I'm thinking, Wow, isn't he one bold asshole?

So I figure I'll bust him some more, I am not doing this, so I give him this outrageous number. Five thousand bucks, I tell him.

There's wind snow swirling all around us.

You worth five grand? he asks.

I'm worth more, I tell him. I'm giving you then discount rate.

Then, get in, he says. He, like presses something inside and the passenger door pops open.

And I'm thinking, oh shit.

And I'm thinking, Five thousand dollars.

*

I had stopped drawing while she told her story. Not a stroke.

"So what happened?" I asked.

She shrugged.

"I fucked him. Left at 4:00 in the morning with five thousand dollars in my pocket."

She was looking at me, almost challenging me to say something, to make some kind of judgment on her.

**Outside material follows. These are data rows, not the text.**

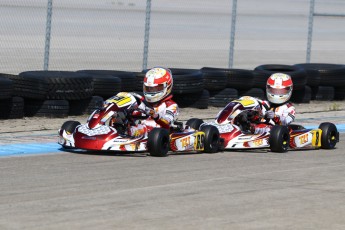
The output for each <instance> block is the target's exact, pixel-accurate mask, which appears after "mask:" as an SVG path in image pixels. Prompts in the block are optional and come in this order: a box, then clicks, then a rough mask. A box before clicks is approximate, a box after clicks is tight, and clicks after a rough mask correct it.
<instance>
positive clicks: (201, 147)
mask: <svg viewBox="0 0 345 230" xmlns="http://www.w3.org/2000/svg"><path fill="white" fill-rule="evenodd" d="M194 135H195V141H194V149H195V150H198V151H203V150H204V141H205V133H204V132H197V133H195V134H194Z"/></svg>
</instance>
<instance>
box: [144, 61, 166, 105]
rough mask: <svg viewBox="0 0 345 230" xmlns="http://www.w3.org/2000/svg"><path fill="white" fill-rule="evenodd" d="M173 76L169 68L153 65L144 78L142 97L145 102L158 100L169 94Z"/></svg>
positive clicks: (153, 101)
mask: <svg viewBox="0 0 345 230" xmlns="http://www.w3.org/2000/svg"><path fill="white" fill-rule="evenodd" d="M172 87H173V78H172V74H171V71H170V70H169V69H165V68H161V67H155V68H152V69H150V70H149V71H148V72H147V73H146V75H145V78H144V86H143V91H144V97H145V99H146V101H147V102H150V103H154V102H158V101H160V100H162V99H164V98H165V97H167V96H169V95H170V94H171V91H172Z"/></svg>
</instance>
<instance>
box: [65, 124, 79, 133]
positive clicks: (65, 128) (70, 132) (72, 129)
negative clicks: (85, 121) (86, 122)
mask: <svg viewBox="0 0 345 230" xmlns="http://www.w3.org/2000/svg"><path fill="white" fill-rule="evenodd" d="M78 125H80V122H79V121H66V122H65V123H63V124H62V126H61V130H65V131H66V132H67V133H69V134H71V133H73V132H74V130H75V128H76V127H77V126H78Z"/></svg>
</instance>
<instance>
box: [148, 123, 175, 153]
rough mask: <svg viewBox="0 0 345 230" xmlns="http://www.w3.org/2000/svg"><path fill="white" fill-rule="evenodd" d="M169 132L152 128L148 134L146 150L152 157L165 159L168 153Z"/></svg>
mask: <svg viewBox="0 0 345 230" xmlns="http://www.w3.org/2000/svg"><path fill="white" fill-rule="evenodd" d="M169 144H170V138H169V131H168V130H166V129H162V128H154V129H152V130H151V131H150V132H149V135H148V140H147V149H148V151H149V153H150V155H151V156H153V157H165V156H167V154H168V151H169Z"/></svg>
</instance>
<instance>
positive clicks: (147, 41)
mask: <svg viewBox="0 0 345 230" xmlns="http://www.w3.org/2000/svg"><path fill="white" fill-rule="evenodd" d="M47 1H48V4H47V20H46V34H45V47H44V64H43V69H44V70H48V66H49V51H50V39H51V21H52V11H53V0H47ZM150 16H151V0H146V19H145V35H144V49H143V64H142V67H143V69H146V68H147V59H148V49H149V35H150ZM315 16H320V17H345V14H329V13H315V0H310V7H309V23H308V39H307V50H306V62H307V63H310V58H311V49H312V41H313V27H314V17H315ZM236 19H237V0H232V15H231V32H230V47H229V62H228V67H229V68H232V66H233V62H234V46H235V35H236V31H235V28H236Z"/></svg>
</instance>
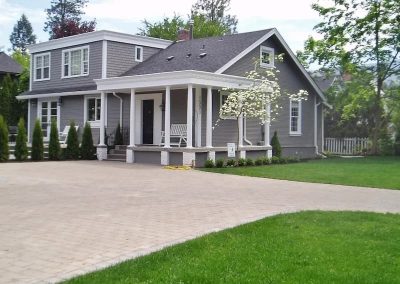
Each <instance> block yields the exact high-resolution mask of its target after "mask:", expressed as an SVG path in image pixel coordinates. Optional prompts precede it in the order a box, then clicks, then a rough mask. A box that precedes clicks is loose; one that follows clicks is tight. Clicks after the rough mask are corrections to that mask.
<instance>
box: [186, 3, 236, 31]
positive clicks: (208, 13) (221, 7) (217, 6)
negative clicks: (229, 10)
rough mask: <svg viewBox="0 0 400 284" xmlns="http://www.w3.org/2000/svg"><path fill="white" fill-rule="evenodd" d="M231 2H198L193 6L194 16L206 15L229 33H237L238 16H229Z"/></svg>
mask: <svg viewBox="0 0 400 284" xmlns="http://www.w3.org/2000/svg"><path fill="white" fill-rule="evenodd" d="M230 5H231V0H197V2H196V3H195V4H194V5H193V6H192V14H200V15H204V16H205V17H206V19H207V20H209V21H211V22H217V23H220V24H221V25H222V26H224V27H225V28H226V30H227V33H230V34H232V33H235V32H237V23H238V20H237V18H236V16H233V15H229V14H228V13H227V12H228V11H229V9H230Z"/></svg>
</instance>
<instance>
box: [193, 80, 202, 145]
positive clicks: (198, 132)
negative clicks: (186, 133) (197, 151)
mask: <svg viewBox="0 0 400 284" xmlns="http://www.w3.org/2000/svg"><path fill="white" fill-rule="evenodd" d="M201 113H202V95H201V88H200V87H196V99H195V126H194V127H195V137H196V140H195V146H196V147H201Z"/></svg>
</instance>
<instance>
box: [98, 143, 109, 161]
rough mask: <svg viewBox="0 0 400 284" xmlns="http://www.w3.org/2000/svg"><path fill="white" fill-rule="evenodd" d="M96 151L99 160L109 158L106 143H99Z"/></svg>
mask: <svg viewBox="0 0 400 284" xmlns="http://www.w3.org/2000/svg"><path fill="white" fill-rule="evenodd" d="M96 153H97V159H98V160H99V161H102V160H107V146H106V145H97V149H96Z"/></svg>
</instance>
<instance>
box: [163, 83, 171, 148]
mask: <svg viewBox="0 0 400 284" xmlns="http://www.w3.org/2000/svg"><path fill="white" fill-rule="evenodd" d="M170 131H171V87H170V86H167V87H166V88H165V119H164V133H165V136H164V145H165V146H164V147H165V148H169V147H170V144H171V136H170Z"/></svg>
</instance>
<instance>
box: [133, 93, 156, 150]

I looked at her. In her lap, the middle finger of her hand had disappeared.

She looked down at herself: down to where her finger was.

"Yeah," she said. "I kinda liked it."

"I guess I still do."

Slowly, almost regretfully, she took her hand away from herself.

Her smile was embarrassed; her eyes preternaturally calm.

"God, Jim," she said. "I really didn't mean to do that."

"It's all right, babe," I told her. Even though I wasn't sure it was.

"Maybe it is," she said. "If I can do that, I guess I can do anything out there."

She looked at her fingers, damp and gleaming in the lamp light.

And that's exactly how I drew her.

My sister: naked, calm, centered, telling me what a whore she could be.

Just after touching herself.


Chapter 6: Opening Night

For a long time, I stood outside the theater, smoking as the crowd thinned around me.

When I was almost alone on the sidewalk, a head poked out of the front door.